TV Shows to Get You Started

  • Go Ahead - If you've read my other posts, then you already know I love this show! It's great if you're looking to pick up conversational Chinese.
  • The Mystic Nine - This historical drama was one of the first that I watched. It's not so great if you're looking to pick up conversational Chinese as their way of speaking is a bit formal and they occasionally speak in the Changsha dialect. However, it's great if you're just getting into Chinese and want to familiarize yourself with the language and culture.
  • Fighter of the Destiny -  FOTD stars Luhan (my favorite Chinese artist) in the lead role of Chen Changsheng, who is destined to not live past 20. This is also a type of historical drama, but with some magical elements.

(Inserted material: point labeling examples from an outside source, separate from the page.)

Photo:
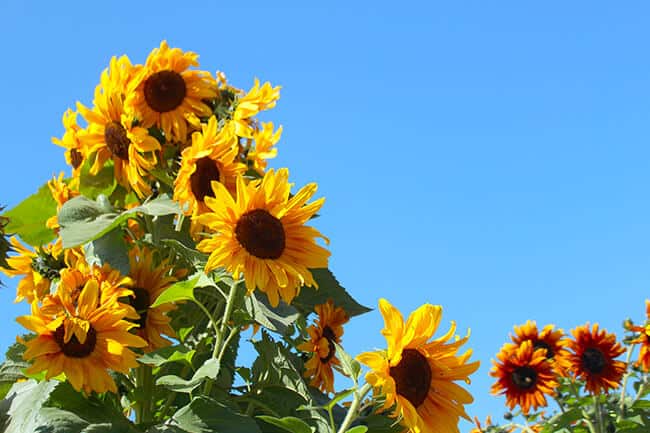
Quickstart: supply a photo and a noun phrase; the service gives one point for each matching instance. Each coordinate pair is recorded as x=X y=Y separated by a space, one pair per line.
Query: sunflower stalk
x=353 y=411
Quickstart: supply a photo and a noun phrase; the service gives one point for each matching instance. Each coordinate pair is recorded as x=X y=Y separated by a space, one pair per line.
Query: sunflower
x=417 y=375
x=75 y=154
x=149 y=281
x=61 y=193
x=264 y=138
x=257 y=99
x=111 y=134
x=39 y=269
x=644 y=340
x=165 y=92
x=262 y=235
x=594 y=358
x=210 y=157
x=83 y=343
x=524 y=375
x=326 y=331
x=551 y=339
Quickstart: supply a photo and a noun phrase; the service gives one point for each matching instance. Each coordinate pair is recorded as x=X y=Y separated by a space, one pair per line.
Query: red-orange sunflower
x=594 y=358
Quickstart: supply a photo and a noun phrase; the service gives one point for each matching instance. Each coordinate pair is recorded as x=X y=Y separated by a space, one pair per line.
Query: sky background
x=491 y=157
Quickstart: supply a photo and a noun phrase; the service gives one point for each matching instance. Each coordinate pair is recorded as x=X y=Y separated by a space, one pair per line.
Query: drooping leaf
x=28 y=218
x=328 y=288
x=205 y=415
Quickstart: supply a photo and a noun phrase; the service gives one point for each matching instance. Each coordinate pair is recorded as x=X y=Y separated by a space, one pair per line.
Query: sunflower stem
x=624 y=385
x=354 y=407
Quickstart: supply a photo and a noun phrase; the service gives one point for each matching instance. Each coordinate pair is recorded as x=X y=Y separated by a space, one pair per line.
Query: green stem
x=354 y=407
x=624 y=385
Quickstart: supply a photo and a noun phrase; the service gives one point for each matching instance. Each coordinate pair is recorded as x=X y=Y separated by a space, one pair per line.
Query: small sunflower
x=75 y=154
x=417 y=375
x=594 y=358
x=211 y=157
x=165 y=92
x=326 y=331
x=264 y=138
x=257 y=99
x=262 y=235
x=61 y=193
x=643 y=340
x=524 y=375
x=84 y=343
x=39 y=269
x=149 y=281
x=113 y=135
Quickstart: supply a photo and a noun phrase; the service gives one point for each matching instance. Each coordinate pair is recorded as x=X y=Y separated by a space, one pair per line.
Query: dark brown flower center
x=76 y=158
x=261 y=234
x=544 y=345
x=524 y=377
x=200 y=181
x=412 y=377
x=593 y=360
x=140 y=301
x=331 y=338
x=164 y=91
x=117 y=140
x=73 y=348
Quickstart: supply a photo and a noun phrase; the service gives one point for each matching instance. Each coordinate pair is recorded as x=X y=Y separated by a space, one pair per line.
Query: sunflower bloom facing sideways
x=165 y=92
x=524 y=375
x=326 y=331
x=83 y=344
x=149 y=281
x=262 y=235
x=211 y=157
x=417 y=375
x=594 y=358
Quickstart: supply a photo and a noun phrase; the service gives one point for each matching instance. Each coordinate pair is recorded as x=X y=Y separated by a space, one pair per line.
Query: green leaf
x=165 y=355
x=328 y=288
x=103 y=182
x=288 y=423
x=110 y=248
x=28 y=218
x=205 y=415
x=276 y=319
x=349 y=365
x=180 y=291
x=83 y=220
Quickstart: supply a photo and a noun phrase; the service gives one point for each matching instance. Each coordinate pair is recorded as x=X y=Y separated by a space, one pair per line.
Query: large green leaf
x=83 y=220
x=205 y=415
x=28 y=218
x=328 y=288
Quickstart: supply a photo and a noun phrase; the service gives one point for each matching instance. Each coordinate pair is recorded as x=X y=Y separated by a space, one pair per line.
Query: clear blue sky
x=491 y=157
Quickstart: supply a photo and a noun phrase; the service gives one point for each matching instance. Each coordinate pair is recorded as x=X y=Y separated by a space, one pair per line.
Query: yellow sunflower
x=264 y=138
x=594 y=358
x=262 y=235
x=643 y=340
x=211 y=157
x=75 y=154
x=165 y=92
x=524 y=375
x=326 y=331
x=149 y=281
x=112 y=134
x=39 y=269
x=417 y=375
x=84 y=343
x=257 y=99
x=61 y=193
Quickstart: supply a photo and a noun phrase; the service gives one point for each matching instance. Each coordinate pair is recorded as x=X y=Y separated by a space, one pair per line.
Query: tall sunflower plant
x=587 y=376
x=169 y=248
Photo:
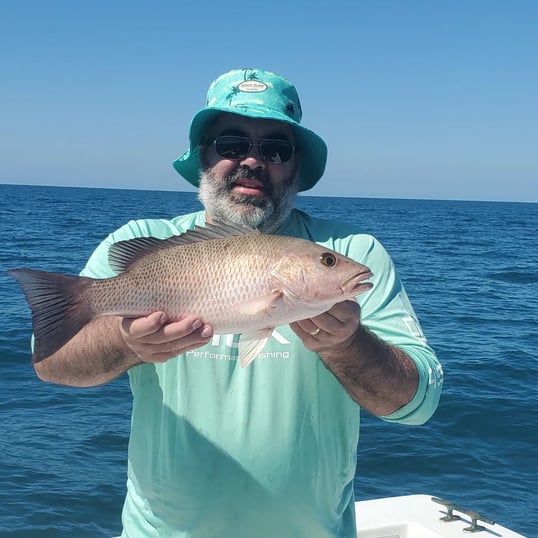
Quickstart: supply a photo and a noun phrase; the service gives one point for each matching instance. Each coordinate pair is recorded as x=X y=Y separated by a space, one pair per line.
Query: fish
x=232 y=277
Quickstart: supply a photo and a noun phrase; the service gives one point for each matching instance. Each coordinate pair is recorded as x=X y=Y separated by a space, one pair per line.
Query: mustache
x=246 y=173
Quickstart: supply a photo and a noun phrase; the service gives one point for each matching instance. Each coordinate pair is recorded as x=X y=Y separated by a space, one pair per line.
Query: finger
x=143 y=326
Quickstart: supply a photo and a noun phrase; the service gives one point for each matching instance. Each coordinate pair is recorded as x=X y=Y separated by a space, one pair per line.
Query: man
x=217 y=450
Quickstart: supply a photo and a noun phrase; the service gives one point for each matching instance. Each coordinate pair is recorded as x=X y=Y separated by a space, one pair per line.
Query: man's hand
x=155 y=339
x=333 y=330
x=378 y=376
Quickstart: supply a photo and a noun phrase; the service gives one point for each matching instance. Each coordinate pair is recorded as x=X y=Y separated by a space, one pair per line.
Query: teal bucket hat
x=255 y=93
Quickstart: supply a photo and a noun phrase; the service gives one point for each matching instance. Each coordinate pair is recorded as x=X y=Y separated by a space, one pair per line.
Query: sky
x=415 y=99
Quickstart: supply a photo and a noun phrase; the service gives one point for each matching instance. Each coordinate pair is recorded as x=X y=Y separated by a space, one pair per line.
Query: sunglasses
x=238 y=147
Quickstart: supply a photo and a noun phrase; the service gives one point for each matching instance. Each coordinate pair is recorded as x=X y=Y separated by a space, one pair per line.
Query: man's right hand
x=155 y=339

  • Don't expect to learn Chinese as quickly as you did other languages. This is something I struggled with as I felt that I could learn more studying a romance language for three months than I could studying Chinese for an entire year in college. There's a huge learning curve in the beginning as you learn an entirely different writing system and try to familiarize yourself with the four tones. Don't let it get to you!
  • TONES, TONES, TONES! Please focus on them. If you don't use the correct tones, there's a chance you'll convey an entirely different thought. See what I mean by clicking here.
  • Find a Chinese celebrity that you like and watch all of their work. I've been doing this since I started, and it helps me as I can watch their interviews and go through their past work instead of randomly looking for things to watch. It also makes me more invested in what I'm watching, as I like to watch the celeb's career grow and feel like I sort of know them (even if I never will)🙂.
  • Don't start by focusing on one aspect of the language - you can't only focus on reading or listening while ignoring speaking and writing. For example, because Chinese characters are like pictures, if you learn to read (in your head) you might end up understanding the meaning of the characters (such as 月 meaning "moon" and "month") rather than knowing their meaning and pronunciation. Du Chinese and the Guided Reader Series are great in this aspect because you can learn both the pinyin and characters at the same time.
  • Don't rely on only pinyin! If you do that, it will be hard to make the switch to reading only the characters.
  • Decide whether you want to learn traditional or simplified characters. Mainland China uses simplified characters and there will be more material in simplified Chinese. Taiwan and Hong Kong use the traditional characters. It's perfectly fine to learn one or the other (or both) but make sure you take into account which one would be best for you. You can read more about them here.

That's it for now! I will keep this post updated as I find more useful resources!